We actively manage wildlife habitat across our entire wildlife sanctuary system to maintain and enhance uncommon, exemplary, and vulnerable natural communities on our land. Invasive species control, prescribed burning, mowing, and carefully planned restoration are among the tools we use, all within an adaptive approach in which monitoring informs management decisions.
When so much of the Massachusetts landscape reflects the impacts of human activities, it is critical that we apply our knowledge of natural systems to maximize habitat function on our wildlife sanctuaries.
Managing for Invasive Species
Mass Audubon considers invasive species to be one of the greatest threats to the nature of Massachusetts because they out-compete, displace, or kill native species. Our approach to addressing the threat invasive species pose to native plants and animals is three-fold. Learn More
Habitat restoration is an important part of a comprehensive ecological management strategy, and Mass Audubon regularly engages in restoration projects around the state. These projects target habitats of priority species of conservation concern, and include dam removals, invasive species management, wetland restoration, and more. Our restoration projects also include long-term monitoring, enabling Mass Audubon to learn about the complexities of restoration and share our successes with our conservation partners.
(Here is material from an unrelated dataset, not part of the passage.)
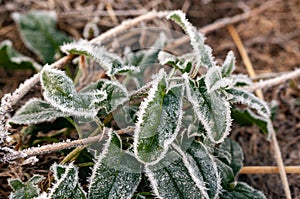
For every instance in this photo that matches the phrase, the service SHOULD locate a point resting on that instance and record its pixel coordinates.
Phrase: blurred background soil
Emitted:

Grasslands and Shrublands Maintenance
Grasslands and shrublands provide critical habitat for a wide range of plant and animal species, yet they are among the most rapidly declining types of habitat in Massachusetts. These early successional habitats require some form of disturbance, or in most parts of Massachusetts they will slowly succeed to forest. We use a range of methods to maintain grasslands, meadows, heathlands, and shrublands from the Berkshires to the Cape and Islands.